New Canaan is, happily, a community of participators. Residents show up—to council meetings, to concerts, ice cream socials, ribbon cuttings, to food drives, fundraisers, and Turkey Bowl games. People volunteer, donate, coach, serve. Amid this civic symphony, there is one question we are asked at the New Canaan Sentinel more than any other: “How do I get my event—or team, or initiative—into the paper?”
It’s a reasonable question. And the answer, perhaps surprisingly, lies in a smaller one: “Do you read the paper?”
For those who do, the process is not a secret. In almost every edition, on nearly every page, there are invitations—quiet but constant—to contribute. Email addresses are listed; links are included. Submission guidelines are printed. Photographs are welcomed. And now in our daily email, The Top 5 Things To Do in New Canaan Today, there are requests for submissions often.
Community events are not just covered—they are cultivated through partnership with those who make them happen. The newspaper is not a one-way medium but an open forum of shared experiences.
This bears repeating: supporting your local newspaper is not solely an endorsement of journalism, though it is surely that. It is an affirmation of the value of common life. “To be civilized,” wrote Walter Lippmann, “is to be able to read the newspaper and know how to respond.” A local paper is more than newsprint and ink—it is the record of how a community responds to itself.
Within its pages, one finds the essential infrastructure of civic memory: the listing of worship services, the announcing of events, the honoring of lives well lived. One reads the results of last week’s sporting matches and sees the young athlete mid-stride, hopefully suspended in a photograph of fleeting triumph. One finds budget discussions laid plain, not buried in bureaucracy but rendered legible, civic, and, yes, often passionate. It is here that a resident learns of the new business on Elm Street, which card and board games are hotly contested at the Lapham Center, or the triumphs of a local volunteer organization.

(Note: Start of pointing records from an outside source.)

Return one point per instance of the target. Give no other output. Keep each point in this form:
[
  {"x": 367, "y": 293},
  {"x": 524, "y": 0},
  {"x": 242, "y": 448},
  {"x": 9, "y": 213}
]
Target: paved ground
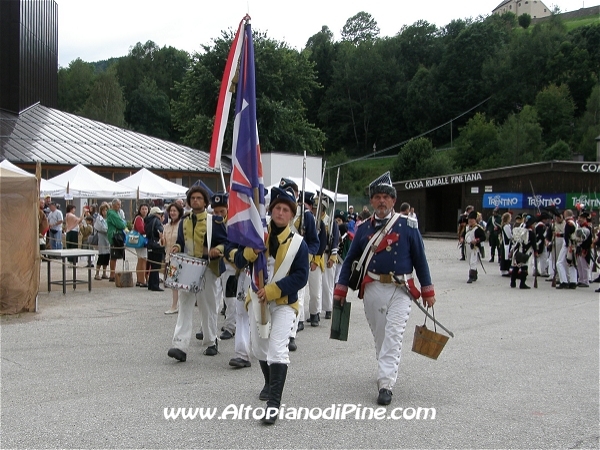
[{"x": 91, "y": 370}]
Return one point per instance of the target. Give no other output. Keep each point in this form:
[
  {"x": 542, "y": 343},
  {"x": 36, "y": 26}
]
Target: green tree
[
  {"x": 146, "y": 64},
  {"x": 359, "y": 28},
  {"x": 476, "y": 142},
  {"x": 74, "y": 85},
  {"x": 589, "y": 126},
  {"x": 520, "y": 139},
  {"x": 560, "y": 151},
  {"x": 149, "y": 111},
  {"x": 105, "y": 102},
  {"x": 284, "y": 78},
  {"x": 555, "y": 110},
  {"x": 524, "y": 20},
  {"x": 321, "y": 50},
  {"x": 408, "y": 164}
]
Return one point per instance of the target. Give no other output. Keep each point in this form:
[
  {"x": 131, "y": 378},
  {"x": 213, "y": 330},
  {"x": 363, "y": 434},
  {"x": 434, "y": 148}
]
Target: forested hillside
[{"x": 482, "y": 93}]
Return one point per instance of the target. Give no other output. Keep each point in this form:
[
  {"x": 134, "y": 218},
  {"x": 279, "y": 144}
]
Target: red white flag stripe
[{"x": 225, "y": 94}]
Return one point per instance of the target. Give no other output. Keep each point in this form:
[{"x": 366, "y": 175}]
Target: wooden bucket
[{"x": 428, "y": 343}]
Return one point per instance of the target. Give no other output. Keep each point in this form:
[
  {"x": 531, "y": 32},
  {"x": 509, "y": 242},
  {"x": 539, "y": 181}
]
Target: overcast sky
[{"x": 97, "y": 30}]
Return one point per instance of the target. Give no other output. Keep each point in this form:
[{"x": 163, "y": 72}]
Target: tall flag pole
[
  {"x": 246, "y": 223},
  {"x": 228, "y": 84}
]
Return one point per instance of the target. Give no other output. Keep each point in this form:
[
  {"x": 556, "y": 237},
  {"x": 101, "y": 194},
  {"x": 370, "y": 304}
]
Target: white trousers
[
  {"x": 273, "y": 349},
  {"x": 583, "y": 270},
  {"x": 242, "y": 321},
  {"x": 314, "y": 291},
  {"x": 559, "y": 243},
  {"x": 300, "y": 316},
  {"x": 328, "y": 284},
  {"x": 387, "y": 308},
  {"x": 230, "y": 310},
  {"x": 471, "y": 256},
  {"x": 338, "y": 269},
  {"x": 543, "y": 262},
  {"x": 208, "y": 303},
  {"x": 566, "y": 273}
]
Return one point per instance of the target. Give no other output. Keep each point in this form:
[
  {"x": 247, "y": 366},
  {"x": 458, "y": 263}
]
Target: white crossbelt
[{"x": 387, "y": 278}]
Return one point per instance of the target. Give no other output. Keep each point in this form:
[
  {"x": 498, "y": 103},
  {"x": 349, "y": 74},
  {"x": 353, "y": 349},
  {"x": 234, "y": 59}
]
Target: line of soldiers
[{"x": 564, "y": 247}]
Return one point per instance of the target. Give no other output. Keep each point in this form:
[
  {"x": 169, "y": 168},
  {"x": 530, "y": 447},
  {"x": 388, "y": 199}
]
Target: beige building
[{"x": 535, "y": 8}]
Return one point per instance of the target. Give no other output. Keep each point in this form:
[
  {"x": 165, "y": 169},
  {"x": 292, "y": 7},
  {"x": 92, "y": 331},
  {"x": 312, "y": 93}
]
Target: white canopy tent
[
  {"x": 46, "y": 187},
  {"x": 81, "y": 182},
  {"x": 146, "y": 184},
  {"x": 314, "y": 188}
]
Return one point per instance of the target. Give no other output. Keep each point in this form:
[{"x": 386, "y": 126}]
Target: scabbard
[
  {"x": 480, "y": 261},
  {"x": 422, "y": 308}
]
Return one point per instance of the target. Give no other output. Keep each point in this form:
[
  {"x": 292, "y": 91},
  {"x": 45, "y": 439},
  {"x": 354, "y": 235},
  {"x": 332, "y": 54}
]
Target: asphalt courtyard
[{"x": 90, "y": 370}]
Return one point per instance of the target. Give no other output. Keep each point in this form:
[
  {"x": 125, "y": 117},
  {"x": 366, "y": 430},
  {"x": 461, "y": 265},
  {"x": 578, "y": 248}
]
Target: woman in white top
[
  {"x": 505, "y": 244},
  {"x": 72, "y": 228},
  {"x": 175, "y": 213},
  {"x": 142, "y": 253},
  {"x": 101, "y": 227}
]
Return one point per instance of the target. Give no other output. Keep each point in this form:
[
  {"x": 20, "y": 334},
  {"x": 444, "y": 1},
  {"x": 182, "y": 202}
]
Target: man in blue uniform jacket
[{"x": 398, "y": 250}]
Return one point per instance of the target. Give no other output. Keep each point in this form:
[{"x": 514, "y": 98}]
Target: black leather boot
[
  {"x": 472, "y": 276},
  {"x": 513, "y": 278},
  {"x": 264, "y": 394},
  {"x": 278, "y": 376},
  {"x": 315, "y": 320},
  {"x": 523, "y": 277}
]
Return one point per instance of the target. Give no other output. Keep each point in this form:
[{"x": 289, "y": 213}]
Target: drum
[{"x": 185, "y": 273}]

All this, of course, is costly. Not morally, but materially. Paper, ink, delivery, editing, design—these are not abstractions but real expenses. Subscriptions matter. So do advertisements. Each dollar is not just support—it is participation in a shared civic undertaking.
We say this not as reproach, but as encouragement. For the best newspapers are not scolds—they are stewards. And this one seeks, above all, to be a faithful steward of the life of this town. If you have a story to tell, tell it to us. If you have a photo, send it. If your nonprofit is hosting an event, share the details. If your house of worship is reflecting on a season of meaning, let us print those words. Email publisher@NewCanaanSentinel.com or visit www.NewCanaanSentinel.com and choose the “Submit A…” dropdown menu.

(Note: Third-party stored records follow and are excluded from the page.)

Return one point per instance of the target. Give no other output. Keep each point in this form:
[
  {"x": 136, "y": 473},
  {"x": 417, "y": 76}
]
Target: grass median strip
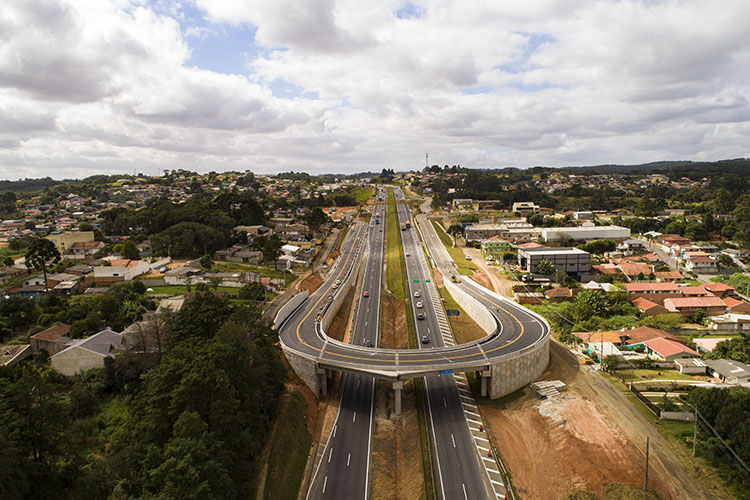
[
  {"x": 465, "y": 329},
  {"x": 288, "y": 456},
  {"x": 459, "y": 258}
]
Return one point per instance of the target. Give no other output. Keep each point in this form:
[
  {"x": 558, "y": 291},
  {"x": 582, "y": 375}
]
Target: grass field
[
  {"x": 235, "y": 267},
  {"x": 459, "y": 258},
  {"x": 395, "y": 264},
  {"x": 362, "y": 195},
  {"x": 289, "y": 449},
  {"x": 180, "y": 289},
  {"x": 465, "y": 329}
]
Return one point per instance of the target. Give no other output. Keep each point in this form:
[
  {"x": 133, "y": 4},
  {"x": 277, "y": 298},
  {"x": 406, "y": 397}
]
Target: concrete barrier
[
  {"x": 289, "y": 308},
  {"x": 472, "y": 306}
]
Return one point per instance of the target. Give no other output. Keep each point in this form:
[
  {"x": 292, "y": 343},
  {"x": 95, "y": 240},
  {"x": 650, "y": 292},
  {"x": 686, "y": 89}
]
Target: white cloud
[{"x": 88, "y": 86}]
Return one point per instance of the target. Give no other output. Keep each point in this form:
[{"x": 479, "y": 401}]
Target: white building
[{"x": 585, "y": 232}]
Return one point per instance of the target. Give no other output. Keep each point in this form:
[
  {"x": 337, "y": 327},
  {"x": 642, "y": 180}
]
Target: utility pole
[
  {"x": 695, "y": 427},
  {"x": 645, "y": 477}
]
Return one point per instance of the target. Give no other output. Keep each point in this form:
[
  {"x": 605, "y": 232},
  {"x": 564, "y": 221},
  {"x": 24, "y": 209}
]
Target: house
[
  {"x": 570, "y": 260},
  {"x": 721, "y": 290},
  {"x": 737, "y": 306},
  {"x": 52, "y": 339},
  {"x": 524, "y": 207},
  {"x": 495, "y": 245},
  {"x": 668, "y": 350},
  {"x": 639, "y": 335},
  {"x": 86, "y": 249},
  {"x": 707, "y": 344},
  {"x": 462, "y": 204},
  {"x": 11, "y": 355},
  {"x": 711, "y": 305},
  {"x": 84, "y": 354},
  {"x": 730, "y": 321},
  {"x": 585, "y": 232},
  {"x": 561, "y": 294},
  {"x": 702, "y": 265},
  {"x": 66, "y": 288},
  {"x": 649, "y": 308},
  {"x": 602, "y": 287},
  {"x": 64, "y": 241},
  {"x": 668, "y": 276},
  {"x": 690, "y": 366},
  {"x": 634, "y": 271},
  {"x": 728, "y": 371}
]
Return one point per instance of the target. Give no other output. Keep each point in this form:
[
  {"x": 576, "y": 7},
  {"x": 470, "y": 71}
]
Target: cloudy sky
[{"x": 113, "y": 86}]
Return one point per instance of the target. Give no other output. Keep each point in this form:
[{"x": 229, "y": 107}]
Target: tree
[
  {"x": 41, "y": 252},
  {"x": 610, "y": 363},
  {"x": 272, "y": 249},
  {"x": 545, "y": 267},
  {"x": 592, "y": 299},
  {"x": 315, "y": 218},
  {"x": 129, "y": 250},
  {"x": 455, "y": 230}
]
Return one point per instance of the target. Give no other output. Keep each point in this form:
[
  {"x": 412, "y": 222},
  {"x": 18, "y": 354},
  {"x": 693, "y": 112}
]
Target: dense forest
[{"x": 190, "y": 425}]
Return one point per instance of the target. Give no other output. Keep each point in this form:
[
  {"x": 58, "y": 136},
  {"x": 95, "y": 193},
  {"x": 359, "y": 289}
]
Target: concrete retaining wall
[
  {"x": 288, "y": 308},
  {"x": 306, "y": 369},
  {"x": 513, "y": 371},
  {"x": 473, "y": 307},
  {"x": 346, "y": 283}
]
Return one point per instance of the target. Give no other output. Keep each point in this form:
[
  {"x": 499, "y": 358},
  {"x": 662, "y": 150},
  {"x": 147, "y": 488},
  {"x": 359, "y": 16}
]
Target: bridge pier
[
  {"x": 484, "y": 377},
  {"x": 397, "y": 386},
  {"x": 323, "y": 381}
]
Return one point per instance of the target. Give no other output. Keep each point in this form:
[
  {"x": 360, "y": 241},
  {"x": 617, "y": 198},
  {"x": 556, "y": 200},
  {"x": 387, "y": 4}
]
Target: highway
[
  {"x": 343, "y": 470},
  {"x": 459, "y": 474}
]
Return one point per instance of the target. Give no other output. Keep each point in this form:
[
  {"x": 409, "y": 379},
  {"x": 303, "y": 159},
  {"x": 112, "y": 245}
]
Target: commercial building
[
  {"x": 570, "y": 260},
  {"x": 585, "y": 232}
]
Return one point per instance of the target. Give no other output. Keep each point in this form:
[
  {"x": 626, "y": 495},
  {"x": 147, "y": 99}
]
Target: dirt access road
[{"x": 588, "y": 437}]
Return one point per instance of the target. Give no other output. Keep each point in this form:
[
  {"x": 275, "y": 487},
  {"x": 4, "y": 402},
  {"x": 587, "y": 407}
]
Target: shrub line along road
[{"x": 347, "y": 475}]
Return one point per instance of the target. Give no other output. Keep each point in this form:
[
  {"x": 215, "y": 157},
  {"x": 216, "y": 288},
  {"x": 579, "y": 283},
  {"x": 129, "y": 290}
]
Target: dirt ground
[{"x": 587, "y": 438}]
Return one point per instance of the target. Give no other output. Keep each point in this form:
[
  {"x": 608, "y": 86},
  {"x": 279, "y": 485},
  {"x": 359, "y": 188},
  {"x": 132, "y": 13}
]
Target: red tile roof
[
  {"x": 675, "y": 304},
  {"x": 667, "y": 348}
]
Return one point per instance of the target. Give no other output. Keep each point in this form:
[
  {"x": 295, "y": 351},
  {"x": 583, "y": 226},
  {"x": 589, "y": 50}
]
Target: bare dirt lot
[{"x": 589, "y": 437}]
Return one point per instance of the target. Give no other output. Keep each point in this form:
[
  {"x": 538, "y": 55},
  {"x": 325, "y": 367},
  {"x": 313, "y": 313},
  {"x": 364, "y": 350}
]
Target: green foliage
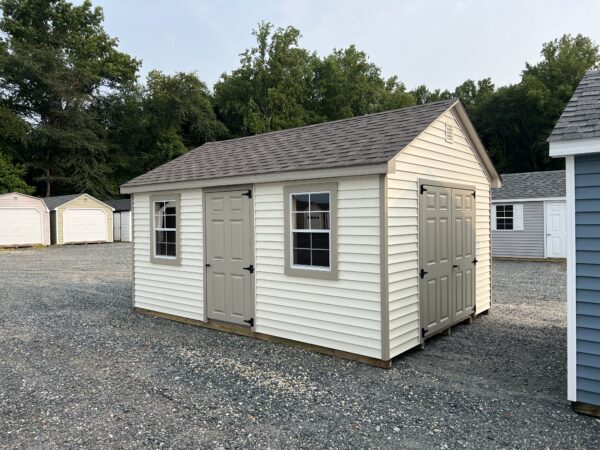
[
  {"x": 11, "y": 177},
  {"x": 56, "y": 62}
]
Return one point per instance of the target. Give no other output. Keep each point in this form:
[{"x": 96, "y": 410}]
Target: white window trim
[
  {"x": 163, "y": 259},
  {"x": 298, "y": 270}
]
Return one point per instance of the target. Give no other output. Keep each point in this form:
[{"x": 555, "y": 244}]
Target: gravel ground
[{"x": 79, "y": 368}]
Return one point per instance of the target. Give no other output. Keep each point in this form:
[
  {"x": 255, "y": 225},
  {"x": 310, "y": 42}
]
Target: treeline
[{"x": 74, "y": 117}]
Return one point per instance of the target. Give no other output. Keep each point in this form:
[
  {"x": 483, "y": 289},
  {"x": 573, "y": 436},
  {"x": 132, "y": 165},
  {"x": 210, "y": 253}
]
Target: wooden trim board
[{"x": 245, "y": 331}]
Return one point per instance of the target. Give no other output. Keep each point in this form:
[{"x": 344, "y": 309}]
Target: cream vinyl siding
[
  {"x": 343, "y": 314},
  {"x": 170, "y": 289},
  {"x": 429, "y": 157}
]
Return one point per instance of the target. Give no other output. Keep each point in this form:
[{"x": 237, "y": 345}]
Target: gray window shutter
[{"x": 518, "y": 217}]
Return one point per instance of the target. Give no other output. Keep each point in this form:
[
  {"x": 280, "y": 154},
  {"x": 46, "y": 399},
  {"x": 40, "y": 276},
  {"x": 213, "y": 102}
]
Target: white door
[
  {"x": 84, "y": 225},
  {"x": 20, "y": 226},
  {"x": 556, "y": 230}
]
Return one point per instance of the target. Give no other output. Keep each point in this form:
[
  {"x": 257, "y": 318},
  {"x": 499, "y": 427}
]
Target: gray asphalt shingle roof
[
  {"x": 581, "y": 117},
  {"x": 364, "y": 140},
  {"x": 531, "y": 185},
  {"x": 120, "y": 204},
  {"x": 55, "y": 202}
]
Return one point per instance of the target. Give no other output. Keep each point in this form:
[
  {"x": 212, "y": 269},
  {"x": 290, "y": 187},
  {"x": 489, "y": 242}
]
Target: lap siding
[{"x": 587, "y": 234}]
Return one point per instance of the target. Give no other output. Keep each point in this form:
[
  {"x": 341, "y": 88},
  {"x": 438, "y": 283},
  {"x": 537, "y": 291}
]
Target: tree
[
  {"x": 515, "y": 121},
  {"x": 57, "y": 62},
  {"x": 272, "y": 89},
  {"x": 11, "y": 177}
]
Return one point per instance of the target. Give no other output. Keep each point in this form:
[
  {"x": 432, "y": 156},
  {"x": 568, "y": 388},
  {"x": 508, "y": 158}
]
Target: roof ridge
[{"x": 330, "y": 122}]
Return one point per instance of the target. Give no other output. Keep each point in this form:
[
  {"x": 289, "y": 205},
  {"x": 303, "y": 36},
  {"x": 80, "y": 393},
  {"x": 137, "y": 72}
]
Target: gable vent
[{"x": 449, "y": 133}]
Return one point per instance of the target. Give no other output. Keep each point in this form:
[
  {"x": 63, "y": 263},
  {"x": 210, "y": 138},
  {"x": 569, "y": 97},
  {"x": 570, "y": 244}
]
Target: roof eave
[{"x": 296, "y": 175}]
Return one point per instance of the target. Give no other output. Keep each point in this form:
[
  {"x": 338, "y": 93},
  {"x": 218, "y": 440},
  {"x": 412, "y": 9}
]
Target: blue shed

The community paper is not the sidelines—it is the field. Join us on it!
The newspaper is not a distant narrator—it is a local mirror. And mirrors only work when someone steps in front of them.
And so we invite you: read the paper. Subscribe. Send a clipping to a relative. Buy an ad for your business or bake sale or blood drive. Celebrate your children in these pages. Celebrate each other.
We are already a town of participants. Let’s make sure we are, as well, a town of readers.